*por Raphael Vidigal
“palavras com asas curtas para seu corpo tão prenhe de significado” Virginia Woolf
Os meandros da construção literária de Virginia Woolf, nascida há 140 anos na Inglaterra, são sutis, sem, com isto, perderem a contundência, muito pelo contrário. É aguda a maneira com que a escritora analisa as suas personagens, em uma espécie de jogo duplo, onde o ambiente externo e seu detalhamento fornecem pistas sobre o que há de mais íntimo em cada um, e que lateja através de palavras escolhidas com o rigor e a métrica de uma ourivesaria. Virginia Woolf concebe suas histórias como verdadeiros quadros simétricos, em que a profundidade da cor, a tonalidade dos sentimentos, o espanto da paisagem, enfim, tudo contribui para que o essencial, ali, se revele.
Por exemplo, quando ela diz: “A pressão de seus dedos parecia aumentar na flor o que ela de mais brilhante continha; realçá-lo; torná-lo mais fresco, franzido, imaculado”, ou, “Parecia que tínhamos sido trancados todos juntos, tristes, solenes, irreais, numa bruma de emoção grave. Parecia impossível sair dali. Não era somente triste; era irreal. Tinha-se a impressão de um dedo pousado sobre os lábios”. É claro que a morte a atormentava. Perseguida por crises de depressão que os médicos não sabiam como tratar na época, a romancista cometeu suicídio em março de 1941, aos 59 anos, entrando num lago gelado, cheia de pedras nos bolsos. A imagem invoca mais ecos literários.

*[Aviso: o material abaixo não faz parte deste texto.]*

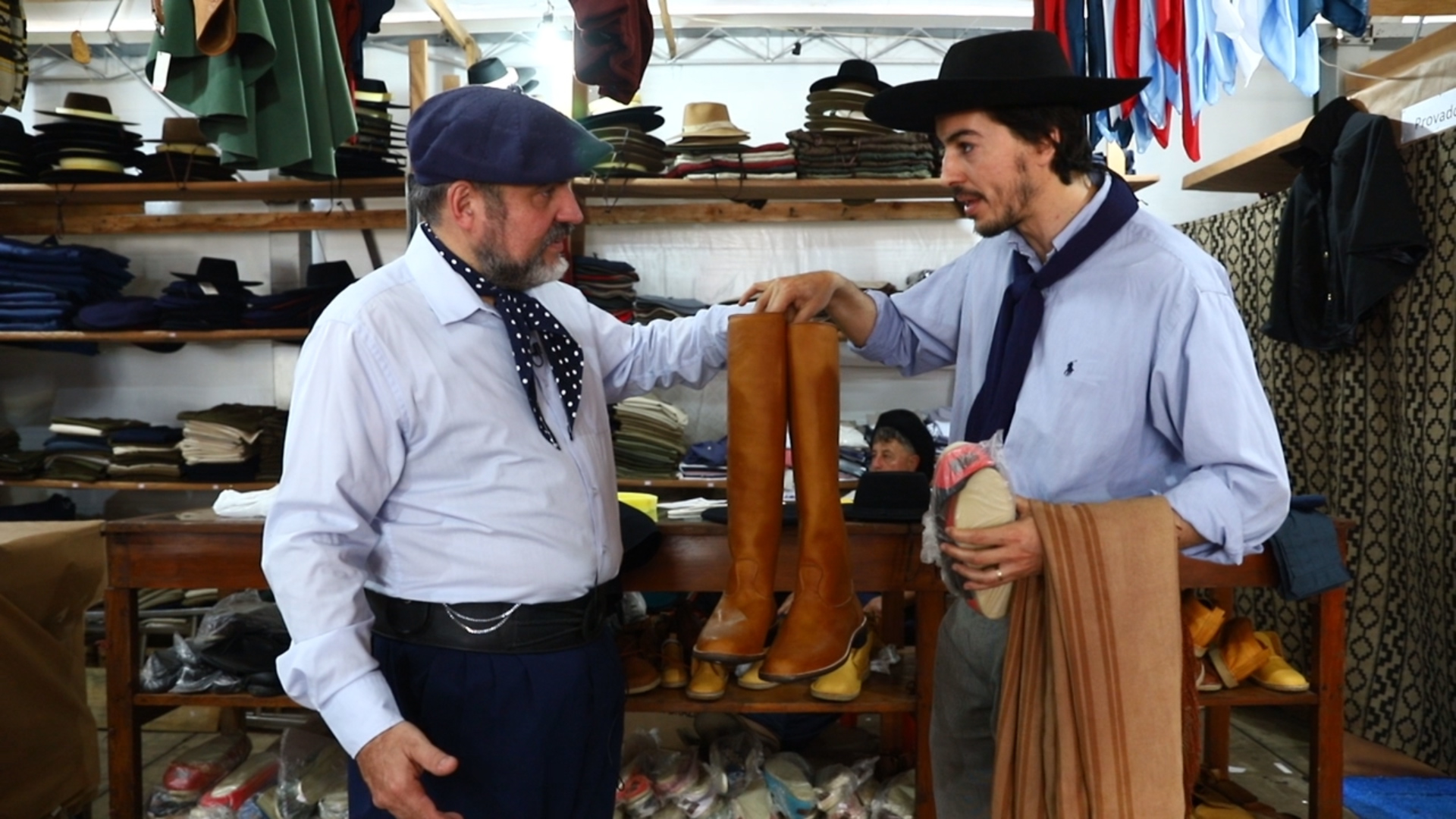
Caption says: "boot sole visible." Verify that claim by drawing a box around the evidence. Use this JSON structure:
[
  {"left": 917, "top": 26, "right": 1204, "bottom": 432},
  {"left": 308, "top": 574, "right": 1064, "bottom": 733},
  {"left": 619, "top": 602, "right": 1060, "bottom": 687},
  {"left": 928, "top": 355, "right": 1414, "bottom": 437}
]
[{"left": 758, "top": 615, "right": 869, "bottom": 682}]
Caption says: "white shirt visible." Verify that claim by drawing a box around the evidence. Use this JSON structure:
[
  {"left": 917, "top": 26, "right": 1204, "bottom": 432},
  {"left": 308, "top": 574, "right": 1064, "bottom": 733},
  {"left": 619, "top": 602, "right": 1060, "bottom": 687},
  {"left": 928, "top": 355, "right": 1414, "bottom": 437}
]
[{"left": 264, "top": 224, "right": 737, "bottom": 755}]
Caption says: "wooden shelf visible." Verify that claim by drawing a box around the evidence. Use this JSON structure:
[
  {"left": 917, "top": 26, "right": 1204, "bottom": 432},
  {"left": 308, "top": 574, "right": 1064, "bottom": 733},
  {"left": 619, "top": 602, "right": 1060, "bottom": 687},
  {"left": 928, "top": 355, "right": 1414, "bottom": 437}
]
[
  {"left": 1198, "top": 682, "right": 1320, "bottom": 708},
  {"left": 0, "top": 328, "right": 309, "bottom": 344},
  {"left": 0, "top": 177, "right": 405, "bottom": 204},
  {"left": 131, "top": 694, "right": 303, "bottom": 708},
  {"left": 0, "top": 478, "right": 277, "bottom": 493},
  {"left": 628, "top": 654, "right": 916, "bottom": 714},
  {"left": 575, "top": 175, "right": 1157, "bottom": 201}
]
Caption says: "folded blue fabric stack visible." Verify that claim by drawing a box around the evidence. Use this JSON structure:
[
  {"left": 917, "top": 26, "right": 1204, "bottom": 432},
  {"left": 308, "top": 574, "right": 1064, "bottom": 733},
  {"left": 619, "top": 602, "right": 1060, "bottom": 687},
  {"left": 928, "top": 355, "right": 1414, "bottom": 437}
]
[{"left": 0, "top": 236, "right": 133, "bottom": 331}]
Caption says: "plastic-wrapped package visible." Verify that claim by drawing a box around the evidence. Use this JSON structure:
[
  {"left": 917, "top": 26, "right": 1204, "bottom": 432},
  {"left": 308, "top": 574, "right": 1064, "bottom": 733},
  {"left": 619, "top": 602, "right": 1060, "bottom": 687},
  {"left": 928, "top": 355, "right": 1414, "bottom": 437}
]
[
  {"left": 191, "top": 749, "right": 278, "bottom": 819},
  {"left": 920, "top": 433, "right": 1016, "bottom": 620},
  {"left": 869, "top": 768, "right": 915, "bottom": 819},
  {"left": 814, "top": 756, "right": 880, "bottom": 819},
  {"left": 763, "top": 752, "right": 818, "bottom": 819},
  {"left": 147, "top": 733, "right": 253, "bottom": 819},
  {"left": 278, "top": 729, "right": 348, "bottom": 819}
]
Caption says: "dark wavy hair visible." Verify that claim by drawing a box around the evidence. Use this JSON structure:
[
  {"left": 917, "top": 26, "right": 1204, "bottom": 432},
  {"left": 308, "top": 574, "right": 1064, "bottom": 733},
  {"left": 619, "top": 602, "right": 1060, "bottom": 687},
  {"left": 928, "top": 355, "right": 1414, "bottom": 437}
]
[{"left": 986, "top": 105, "right": 1094, "bottom": 185}]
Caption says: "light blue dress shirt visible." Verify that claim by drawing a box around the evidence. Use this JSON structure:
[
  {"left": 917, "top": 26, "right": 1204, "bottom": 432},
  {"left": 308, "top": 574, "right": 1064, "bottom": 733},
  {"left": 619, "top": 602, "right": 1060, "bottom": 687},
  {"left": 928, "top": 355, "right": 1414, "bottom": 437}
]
[
  {"left": 264, "top": 224, "right": 739, "bottom": 755},
  {"left": 859, "top": 173, "right": 1290, "bottom": 563}
]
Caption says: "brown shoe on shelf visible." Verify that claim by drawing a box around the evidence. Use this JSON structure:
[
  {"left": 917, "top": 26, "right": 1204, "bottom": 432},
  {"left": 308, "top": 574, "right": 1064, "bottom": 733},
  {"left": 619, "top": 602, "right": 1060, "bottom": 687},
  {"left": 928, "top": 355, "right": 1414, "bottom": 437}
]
[
  {"left": 687, "top": 657, "right": 731, "bottom": 702},
  {"left": 1249, "top": 631, "right": 1309, "bottom": 694},
  {"left": 738, "top": 661, "right": 779, "bottom": 691},
  {"left": 663, "top": 634, "right": 687, "bottom": 688},
  {"left": 1209, "top": 617, "right": 1274, "bottom": 688},
  {"left": 1182, "top": 588, "right": 1228, "bottom": 657},
  {"left": 617, "top": 620, "right": 663, "bottom": 694}
]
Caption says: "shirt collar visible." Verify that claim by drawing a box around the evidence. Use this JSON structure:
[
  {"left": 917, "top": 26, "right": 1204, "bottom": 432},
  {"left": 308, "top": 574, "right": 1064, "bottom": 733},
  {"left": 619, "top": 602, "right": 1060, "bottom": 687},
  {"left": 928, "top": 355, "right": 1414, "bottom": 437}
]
[
  {"left": 1006, "top": 171, "right": 1112, "bottom": 270},
  {"left": 405, "top": 228, "right": 486, "bottom": 325}
]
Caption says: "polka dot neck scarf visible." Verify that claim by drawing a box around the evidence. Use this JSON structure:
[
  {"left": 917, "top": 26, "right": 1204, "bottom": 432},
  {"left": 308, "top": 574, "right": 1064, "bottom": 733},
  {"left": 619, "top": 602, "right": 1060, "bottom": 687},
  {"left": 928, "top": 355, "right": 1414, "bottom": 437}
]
[{"left": 419, "top": 223, "right": 581, "bottom": 449}]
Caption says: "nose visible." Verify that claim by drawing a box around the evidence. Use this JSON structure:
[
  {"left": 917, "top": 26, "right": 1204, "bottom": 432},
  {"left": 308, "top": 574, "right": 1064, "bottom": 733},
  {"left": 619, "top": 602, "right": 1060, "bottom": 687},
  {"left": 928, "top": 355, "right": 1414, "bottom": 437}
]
[{"left": 556, "top": 185, "right": 587, "bottom": 224}]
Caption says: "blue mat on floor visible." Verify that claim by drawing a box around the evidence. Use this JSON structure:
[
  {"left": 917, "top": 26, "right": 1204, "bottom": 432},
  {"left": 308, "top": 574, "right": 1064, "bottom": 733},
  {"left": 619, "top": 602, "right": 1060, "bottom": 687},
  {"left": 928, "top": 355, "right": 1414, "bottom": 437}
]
[{"left": 1345, "top": 777, "right": 1456, "bottom": 819}]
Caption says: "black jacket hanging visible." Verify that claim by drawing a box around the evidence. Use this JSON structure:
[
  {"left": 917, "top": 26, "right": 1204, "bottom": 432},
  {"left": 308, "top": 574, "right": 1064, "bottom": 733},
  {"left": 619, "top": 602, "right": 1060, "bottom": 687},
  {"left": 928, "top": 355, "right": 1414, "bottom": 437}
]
[{"left": 1264, "top": 98, "right": 1429, "bottom": 350}]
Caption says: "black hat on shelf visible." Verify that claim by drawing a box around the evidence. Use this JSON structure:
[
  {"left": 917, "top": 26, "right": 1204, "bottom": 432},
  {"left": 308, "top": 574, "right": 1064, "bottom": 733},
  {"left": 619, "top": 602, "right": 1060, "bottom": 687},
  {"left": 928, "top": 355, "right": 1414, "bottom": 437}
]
[
  {"left": 172, "top": 256, "right": 262, "bottom": 291},
  {"left": 810, "top": 60, "right": 890, "bottom": 90}
]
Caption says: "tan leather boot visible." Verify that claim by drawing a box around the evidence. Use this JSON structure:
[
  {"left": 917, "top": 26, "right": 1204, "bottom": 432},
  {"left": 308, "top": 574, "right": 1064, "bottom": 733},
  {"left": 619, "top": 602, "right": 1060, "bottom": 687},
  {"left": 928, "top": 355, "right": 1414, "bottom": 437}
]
[
  {"left": 693, "top": 313, "right": 786, "bottom": 663},
  {"left": 763, "top": 322, "right": 864, "bottom": 682}
]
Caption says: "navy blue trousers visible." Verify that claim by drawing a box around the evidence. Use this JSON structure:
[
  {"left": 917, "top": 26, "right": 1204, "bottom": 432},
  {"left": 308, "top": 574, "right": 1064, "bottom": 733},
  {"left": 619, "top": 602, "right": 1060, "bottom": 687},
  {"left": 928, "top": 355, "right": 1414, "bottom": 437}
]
[{"left": 350, "top": 629, "right": 626, "bottom": 819}]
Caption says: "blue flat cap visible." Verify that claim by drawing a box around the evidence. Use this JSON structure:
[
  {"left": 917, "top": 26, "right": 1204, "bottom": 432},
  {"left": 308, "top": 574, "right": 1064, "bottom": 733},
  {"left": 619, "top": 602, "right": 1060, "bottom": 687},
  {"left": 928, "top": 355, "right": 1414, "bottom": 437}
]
[{"left": 408, "top": 86, "right": 611, "bottom": 185}]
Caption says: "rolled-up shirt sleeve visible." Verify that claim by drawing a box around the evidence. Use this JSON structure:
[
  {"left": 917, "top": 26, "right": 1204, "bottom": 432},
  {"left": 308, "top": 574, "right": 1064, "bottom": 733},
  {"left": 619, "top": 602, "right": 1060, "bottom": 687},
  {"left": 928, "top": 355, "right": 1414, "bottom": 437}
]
[
  {"left": 1152, "top": 284, "right": 1290, "bottom": 564},
  {"left": 262, "top": 321, "right": 408, "bottom": 755}
]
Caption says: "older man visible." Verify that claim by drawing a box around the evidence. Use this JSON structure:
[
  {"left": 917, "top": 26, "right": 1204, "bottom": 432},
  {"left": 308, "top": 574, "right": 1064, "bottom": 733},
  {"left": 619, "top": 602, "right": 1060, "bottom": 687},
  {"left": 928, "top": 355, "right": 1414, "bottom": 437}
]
[
  {"left": 744, "top": 30, "right": 1288, "bottom": 819},
  {"left": 264, "top": 87, "right": 734, "bottom": 819}
]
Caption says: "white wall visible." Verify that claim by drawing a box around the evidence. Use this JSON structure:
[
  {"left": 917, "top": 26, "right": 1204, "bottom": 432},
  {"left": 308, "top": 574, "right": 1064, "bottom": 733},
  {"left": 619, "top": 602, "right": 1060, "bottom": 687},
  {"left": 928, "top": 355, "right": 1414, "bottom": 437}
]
[{"left": 0, "top": 32, "right": 1309, "bottom": 513}]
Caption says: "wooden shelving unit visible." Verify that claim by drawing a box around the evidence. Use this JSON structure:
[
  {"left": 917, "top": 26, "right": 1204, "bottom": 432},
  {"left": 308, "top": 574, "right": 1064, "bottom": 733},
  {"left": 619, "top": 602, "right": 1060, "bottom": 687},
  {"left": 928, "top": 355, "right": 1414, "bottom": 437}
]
[{"left": 0, "top": 478, "right": 277, "bottom": 493}]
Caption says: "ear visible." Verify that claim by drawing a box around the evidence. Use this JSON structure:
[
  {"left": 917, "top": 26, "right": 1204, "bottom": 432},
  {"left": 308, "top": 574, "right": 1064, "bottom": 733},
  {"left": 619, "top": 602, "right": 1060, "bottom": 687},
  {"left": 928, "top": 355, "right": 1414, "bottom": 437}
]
[{"left": 444, "top": 180, "right": 485, "bottom": 232}]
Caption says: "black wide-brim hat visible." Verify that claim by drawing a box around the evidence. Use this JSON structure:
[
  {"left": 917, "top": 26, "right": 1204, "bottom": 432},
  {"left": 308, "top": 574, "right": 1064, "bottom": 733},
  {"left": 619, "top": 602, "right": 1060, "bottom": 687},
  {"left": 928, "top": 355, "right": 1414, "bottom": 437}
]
[{"left": 864, "top": 30, "right": 1152, "bottom": 134}]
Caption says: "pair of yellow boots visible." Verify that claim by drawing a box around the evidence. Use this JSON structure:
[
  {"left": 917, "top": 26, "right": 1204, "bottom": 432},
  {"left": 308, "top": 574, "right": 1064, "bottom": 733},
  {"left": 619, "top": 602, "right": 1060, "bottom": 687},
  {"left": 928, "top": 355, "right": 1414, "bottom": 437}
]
[
  {"left": 1182, "top": 590, "right": 1309, "bottom": 694},
  {"left": 687, "top": 615, "right": 880, "bottom": 702}
]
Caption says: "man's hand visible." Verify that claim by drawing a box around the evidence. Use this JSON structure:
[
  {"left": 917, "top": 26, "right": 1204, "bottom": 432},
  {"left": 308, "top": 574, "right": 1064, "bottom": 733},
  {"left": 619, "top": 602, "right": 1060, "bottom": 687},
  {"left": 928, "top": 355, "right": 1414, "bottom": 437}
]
[
  {"left": 940, "top": 489, "right": 1044, "bottom": 592},
  {"left": 355, "top": 723, "right": 463, "bottom": 819},
  {"left": 738, "top": 270, "right": 878, "bottom": 345}
]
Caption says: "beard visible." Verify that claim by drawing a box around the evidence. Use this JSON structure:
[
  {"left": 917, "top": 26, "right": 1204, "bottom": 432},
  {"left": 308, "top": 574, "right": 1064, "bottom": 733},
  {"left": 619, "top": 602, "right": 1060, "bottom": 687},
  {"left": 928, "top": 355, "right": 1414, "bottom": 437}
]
[
  {"left": 475, "top": 221, "right": 571, "bottom": 290},
  {"left": 956, "top": 156, "right": 1037, "bottom": 239}
]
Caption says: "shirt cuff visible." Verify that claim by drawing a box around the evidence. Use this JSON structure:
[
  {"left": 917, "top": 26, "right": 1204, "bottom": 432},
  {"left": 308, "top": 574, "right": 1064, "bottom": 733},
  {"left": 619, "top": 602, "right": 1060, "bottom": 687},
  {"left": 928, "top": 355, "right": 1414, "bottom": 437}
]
[{"left": 318, "top": 670, "right": 405, "bottom": 756}]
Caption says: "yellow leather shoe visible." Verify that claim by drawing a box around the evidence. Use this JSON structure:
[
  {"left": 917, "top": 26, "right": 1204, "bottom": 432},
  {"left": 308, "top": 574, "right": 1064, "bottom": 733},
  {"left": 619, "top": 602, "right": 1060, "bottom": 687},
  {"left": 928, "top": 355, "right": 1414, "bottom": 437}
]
[
  {"left": 687, "top": 657, "right": 730, "bottom": 702},
  {"left": 810, "top": 618, "right": 880, "bottom": 702},
  {"left": 1209, "top": 617, "right": 1274, "bottom": 688},
  {"left": 663, "top": 634, "right": 687, "bottom": 688},
  {"left": 1249, "top": 631, "right": 1309, "bottom": 694},
  {"left": 738, "top": 661, "right": 779, "bottom": 691},
  {"left": 1182, "top": 590, "right": 1228, "bottom": 657}
]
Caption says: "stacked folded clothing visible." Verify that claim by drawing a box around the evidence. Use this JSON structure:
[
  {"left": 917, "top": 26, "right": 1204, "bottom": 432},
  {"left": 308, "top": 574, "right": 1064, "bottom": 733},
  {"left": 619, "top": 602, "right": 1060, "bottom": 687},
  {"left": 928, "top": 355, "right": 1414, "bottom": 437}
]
[
  {"left": 680, "top": 436, "right": 728, "bottom": 481},
  {"left": 157, "top": 256, "right": 262, "bottom": 329},
  {"left": 106, "top": 427, "right": 182, "bottom": 481},
  {"left": 636, "top": 290, "right": 708, "bottom": 324},
  {"left": 243, "top": 261, "right": 354, "bottom": 328},
  {"left": 788, "top": 131, "right": 940, "bottom": 179},
  {"left": 0, "top": 237, "right": 133, "bottom": 331},
  {"left": 573, "top": 256, "right": 638, "bottom": 324},
  {"left": 667, "top": 143, "right": 798, "bottom": 179},
  {"left": 611, "top": 397, "right": 687, "bottom": 478},
  {"left": 177, "top": 403, "right": 287, "bottom": 481}
]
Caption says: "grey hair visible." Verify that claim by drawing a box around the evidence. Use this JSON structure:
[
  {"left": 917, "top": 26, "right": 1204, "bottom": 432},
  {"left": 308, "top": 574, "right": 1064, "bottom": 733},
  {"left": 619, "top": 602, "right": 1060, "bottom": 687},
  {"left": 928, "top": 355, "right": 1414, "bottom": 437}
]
[{"left": 410, "top": 180, "right": 505, "bottom": 223}]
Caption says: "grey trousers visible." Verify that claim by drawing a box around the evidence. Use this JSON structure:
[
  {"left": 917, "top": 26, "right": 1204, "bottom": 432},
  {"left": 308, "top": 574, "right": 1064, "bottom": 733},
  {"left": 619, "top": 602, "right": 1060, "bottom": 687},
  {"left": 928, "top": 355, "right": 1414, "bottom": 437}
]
[{"left": 930, "top": 596, "right": 1008, "bottom": 819}]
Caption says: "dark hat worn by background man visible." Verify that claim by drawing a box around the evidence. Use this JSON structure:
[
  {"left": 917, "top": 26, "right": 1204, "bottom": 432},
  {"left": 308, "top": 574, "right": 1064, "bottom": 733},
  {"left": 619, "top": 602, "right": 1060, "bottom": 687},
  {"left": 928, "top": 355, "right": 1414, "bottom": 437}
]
[{"left": 864, "top": 30, "right": 1149, "bottom": 133}]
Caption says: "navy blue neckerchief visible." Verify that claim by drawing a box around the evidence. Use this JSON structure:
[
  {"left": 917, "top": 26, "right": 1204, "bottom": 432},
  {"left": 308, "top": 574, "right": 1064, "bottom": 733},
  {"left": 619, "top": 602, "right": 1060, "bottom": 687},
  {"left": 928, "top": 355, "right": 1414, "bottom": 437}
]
[
  {"left": 419, "top": 223, "right": 582, "bottom": 449},
  {"left": 964, "top": 174, "right": 1138, "bottom": 441}
]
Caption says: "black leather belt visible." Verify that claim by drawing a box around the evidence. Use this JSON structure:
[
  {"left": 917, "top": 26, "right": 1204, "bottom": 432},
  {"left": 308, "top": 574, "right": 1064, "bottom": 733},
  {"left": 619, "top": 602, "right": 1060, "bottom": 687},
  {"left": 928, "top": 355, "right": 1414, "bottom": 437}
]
[{"left": 364, "top": 579, "right": 622, "bottom": 654}]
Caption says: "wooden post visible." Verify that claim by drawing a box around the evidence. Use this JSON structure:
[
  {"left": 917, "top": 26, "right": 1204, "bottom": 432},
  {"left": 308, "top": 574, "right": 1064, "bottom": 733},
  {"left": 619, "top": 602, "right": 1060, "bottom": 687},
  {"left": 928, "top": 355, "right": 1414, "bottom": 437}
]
[{"left": 410, "top": 39, "right": 429, "bottom": 114}]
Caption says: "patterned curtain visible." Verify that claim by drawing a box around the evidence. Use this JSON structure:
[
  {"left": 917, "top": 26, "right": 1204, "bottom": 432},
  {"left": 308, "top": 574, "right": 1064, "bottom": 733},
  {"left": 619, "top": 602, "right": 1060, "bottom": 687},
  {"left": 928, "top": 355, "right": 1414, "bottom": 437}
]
[{"left": 1182, "top": 131, "right": 1456, "bottom": 774}]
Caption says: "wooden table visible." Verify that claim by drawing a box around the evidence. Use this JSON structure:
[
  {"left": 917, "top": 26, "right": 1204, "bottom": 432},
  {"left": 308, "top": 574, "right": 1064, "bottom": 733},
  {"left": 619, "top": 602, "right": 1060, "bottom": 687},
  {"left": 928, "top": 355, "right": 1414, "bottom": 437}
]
[{"left": 106, "top": 512, "right": 1350, "bottom": 819}]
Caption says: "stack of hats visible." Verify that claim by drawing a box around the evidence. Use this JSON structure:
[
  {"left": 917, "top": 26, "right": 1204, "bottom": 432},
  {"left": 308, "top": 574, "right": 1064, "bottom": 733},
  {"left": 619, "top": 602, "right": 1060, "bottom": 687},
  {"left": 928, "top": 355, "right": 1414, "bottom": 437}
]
[
  {"left": 581, "top": 98, "right": 668, "bottom": 177},
  {"left": 0, "top": 237, "right": 133, "bottom": 331},
  {"left": 636, "top": 290, "right": 708, "bottom": 324},
  {"left": 243, "top": 261, "right": 355, "bottom": 328},
  {"left": 177, "top": 403, "right": 288, "bottom": 482},
  {"left": 611, "top": 397, "right": 687, "bottom": 478},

Livros como “Mrs. Dalloway”, “Orlando” e “As Ondas” se tornaram célebres e mereceram adaptações para cinema e teatro. Envolvida nas questões de seu tempo, Virginia abordou o feminismo – a seu modo – e as contradições de uma sociedade feita para subjugar a mulheres. No entanto, a despeito de uma rica elaboração social e política, o grande conflito de sua existência foi travado com ela mesma e os males da alma de um corpo que sequer compreende o sentido de si próprio, quanto mais dos que a rodeiam. Porém, Virginia realizou tal tarefa munida do gosto para o novo e a inventividade, o que, hoje, a tornou clássica. A escritora segue como uma das mais relevantes expressões da modernidade.